Destabilization of parathyroid hormone mRNA by extracellular Ca2+ and the calcimimetic R-568 in parathyroid cells: role of cytosolic Ca and requirement for gene transcription

Abstract

Extracellular Ca reduces parathyroid hormone (PTH) levels through several mechanisms, but many details of the intracellular steps involved have been difficult to elucidate because of the lack of a suitable parathyroid cell model. The present studies utilized our Ca-responsive bovine parathyroid organoid culture system (pseudoglands) to examine PTH mRNA in intact parathyroid cells. Increasing medium calcium from 0.4 to 3.0 mM reduced PTH mRNA to 20-30% of basal by 16 h.
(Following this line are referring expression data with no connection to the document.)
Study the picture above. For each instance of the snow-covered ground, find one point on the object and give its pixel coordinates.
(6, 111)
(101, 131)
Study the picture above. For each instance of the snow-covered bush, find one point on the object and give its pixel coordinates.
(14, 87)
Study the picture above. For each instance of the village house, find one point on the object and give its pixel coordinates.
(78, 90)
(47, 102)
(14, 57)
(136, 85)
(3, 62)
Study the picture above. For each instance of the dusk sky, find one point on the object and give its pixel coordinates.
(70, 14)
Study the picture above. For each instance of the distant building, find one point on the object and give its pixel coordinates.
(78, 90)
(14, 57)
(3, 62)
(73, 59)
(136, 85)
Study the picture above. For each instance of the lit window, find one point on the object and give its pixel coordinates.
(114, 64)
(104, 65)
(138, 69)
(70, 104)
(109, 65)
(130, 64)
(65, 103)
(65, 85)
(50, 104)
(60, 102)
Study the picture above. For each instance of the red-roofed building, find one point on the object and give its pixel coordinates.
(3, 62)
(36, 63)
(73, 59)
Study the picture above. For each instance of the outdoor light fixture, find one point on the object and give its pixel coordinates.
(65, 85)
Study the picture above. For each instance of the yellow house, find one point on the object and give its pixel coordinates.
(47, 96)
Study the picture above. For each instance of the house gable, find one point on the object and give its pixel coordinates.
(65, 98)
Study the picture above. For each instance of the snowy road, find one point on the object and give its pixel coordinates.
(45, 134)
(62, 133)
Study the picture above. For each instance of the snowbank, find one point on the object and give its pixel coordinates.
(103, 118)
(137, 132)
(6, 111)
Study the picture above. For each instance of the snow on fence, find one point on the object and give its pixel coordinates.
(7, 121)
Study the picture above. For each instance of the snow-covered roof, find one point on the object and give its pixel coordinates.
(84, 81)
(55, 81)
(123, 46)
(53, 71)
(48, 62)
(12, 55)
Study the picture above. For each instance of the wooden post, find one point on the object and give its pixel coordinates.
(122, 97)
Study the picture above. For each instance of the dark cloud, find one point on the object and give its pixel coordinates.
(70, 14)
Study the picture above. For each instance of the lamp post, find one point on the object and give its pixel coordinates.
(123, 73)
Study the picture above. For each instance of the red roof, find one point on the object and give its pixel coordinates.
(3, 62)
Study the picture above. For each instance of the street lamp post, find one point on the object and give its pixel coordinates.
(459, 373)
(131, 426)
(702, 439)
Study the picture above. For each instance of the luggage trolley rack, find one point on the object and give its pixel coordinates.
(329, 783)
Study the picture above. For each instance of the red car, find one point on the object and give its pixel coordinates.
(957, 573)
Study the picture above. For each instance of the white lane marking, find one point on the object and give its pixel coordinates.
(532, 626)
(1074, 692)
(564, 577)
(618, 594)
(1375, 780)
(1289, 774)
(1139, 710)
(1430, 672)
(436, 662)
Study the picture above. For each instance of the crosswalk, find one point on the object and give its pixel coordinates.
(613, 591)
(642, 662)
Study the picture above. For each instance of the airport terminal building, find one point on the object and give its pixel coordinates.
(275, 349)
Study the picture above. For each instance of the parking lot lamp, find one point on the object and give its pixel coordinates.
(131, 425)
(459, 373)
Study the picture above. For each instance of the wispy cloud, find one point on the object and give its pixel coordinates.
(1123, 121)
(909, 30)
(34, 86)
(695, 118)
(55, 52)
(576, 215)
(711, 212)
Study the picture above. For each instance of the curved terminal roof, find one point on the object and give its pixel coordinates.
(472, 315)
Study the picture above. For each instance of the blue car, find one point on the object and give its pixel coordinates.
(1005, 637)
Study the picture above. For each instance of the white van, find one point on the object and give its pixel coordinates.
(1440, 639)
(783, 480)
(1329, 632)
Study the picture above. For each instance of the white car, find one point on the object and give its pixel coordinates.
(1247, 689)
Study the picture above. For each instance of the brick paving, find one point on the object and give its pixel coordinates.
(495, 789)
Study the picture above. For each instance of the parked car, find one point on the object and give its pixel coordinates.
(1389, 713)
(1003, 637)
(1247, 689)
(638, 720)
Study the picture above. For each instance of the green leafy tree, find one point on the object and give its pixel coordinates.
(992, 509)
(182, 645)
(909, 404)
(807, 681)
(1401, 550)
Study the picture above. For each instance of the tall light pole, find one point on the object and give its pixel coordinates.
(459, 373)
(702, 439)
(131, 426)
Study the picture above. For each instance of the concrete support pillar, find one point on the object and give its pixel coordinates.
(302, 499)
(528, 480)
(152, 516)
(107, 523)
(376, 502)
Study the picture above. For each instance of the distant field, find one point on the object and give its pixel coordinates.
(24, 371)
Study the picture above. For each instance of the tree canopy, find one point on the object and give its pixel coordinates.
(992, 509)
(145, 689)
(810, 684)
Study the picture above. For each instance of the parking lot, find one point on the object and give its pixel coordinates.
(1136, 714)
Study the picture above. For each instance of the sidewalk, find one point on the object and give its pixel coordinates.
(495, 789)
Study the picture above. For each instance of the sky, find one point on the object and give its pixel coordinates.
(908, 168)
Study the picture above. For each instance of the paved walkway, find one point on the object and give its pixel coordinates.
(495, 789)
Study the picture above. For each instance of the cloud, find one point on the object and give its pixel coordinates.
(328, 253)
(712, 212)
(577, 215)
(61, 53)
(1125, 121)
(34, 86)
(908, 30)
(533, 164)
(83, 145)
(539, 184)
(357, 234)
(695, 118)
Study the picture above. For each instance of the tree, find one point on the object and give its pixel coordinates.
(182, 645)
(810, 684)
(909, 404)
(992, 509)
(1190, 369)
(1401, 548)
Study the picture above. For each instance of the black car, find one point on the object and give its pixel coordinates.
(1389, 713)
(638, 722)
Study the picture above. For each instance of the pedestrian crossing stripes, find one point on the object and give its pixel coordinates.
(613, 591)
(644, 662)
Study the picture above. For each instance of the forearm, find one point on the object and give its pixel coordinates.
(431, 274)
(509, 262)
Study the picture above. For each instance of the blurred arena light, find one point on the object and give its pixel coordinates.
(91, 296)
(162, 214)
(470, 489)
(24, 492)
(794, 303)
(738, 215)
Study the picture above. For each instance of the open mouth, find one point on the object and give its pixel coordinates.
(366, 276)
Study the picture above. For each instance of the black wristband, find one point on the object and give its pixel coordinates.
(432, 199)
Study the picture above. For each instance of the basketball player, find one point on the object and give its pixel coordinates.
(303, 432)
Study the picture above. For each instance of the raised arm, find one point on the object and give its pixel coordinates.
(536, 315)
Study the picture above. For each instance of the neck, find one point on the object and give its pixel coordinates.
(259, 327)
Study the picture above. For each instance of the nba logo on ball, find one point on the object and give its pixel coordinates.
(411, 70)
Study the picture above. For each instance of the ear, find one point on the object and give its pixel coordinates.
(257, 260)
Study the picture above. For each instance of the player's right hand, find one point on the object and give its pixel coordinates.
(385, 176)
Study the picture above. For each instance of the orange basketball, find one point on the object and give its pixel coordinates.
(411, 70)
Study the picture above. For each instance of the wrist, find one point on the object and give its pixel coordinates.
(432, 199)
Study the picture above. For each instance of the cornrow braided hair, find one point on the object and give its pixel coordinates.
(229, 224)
Reducing medium Ca from 3.0 to 0.4 mM restored PTH mRNA levels over a 24-h period. PTH mRNA was also reduced by the calcimimetic R-568, confirming the role of the calcium-sensing receptor. PTH decay rates were determined by placing pseudoglands in either 0.4 or 3.0 mM Ca for 2 h and then blocking gene transcription. PTH mRNA remained stable for at least 24 h in pseudoglands incubated in 0.4 mM Ca, but fell gradually by 62% in the presence of 3.0 mM Ca. Blocking transcription prior to the addition of high-Ca medium dramatically blunted the Ca-induced degradation of PTH mRNA, indicating that acceleration of PTH mRNA decay by Ca requires gene transcription. Pharmacologic investigation of the signaling pathways involved indicated that the Ca-induced reduction of PTH mRNA did not involve MAP kinase, phospholipase D, or cyclic AMP. However, increasing cytosolic Ca with thapsigargin or the Ca ionophore A23187 decreased PTH mRNA levels. In summary, Ca-mediated destabilization of PTH mRNA requires gene transcription and involves increases in cytosolic Ca.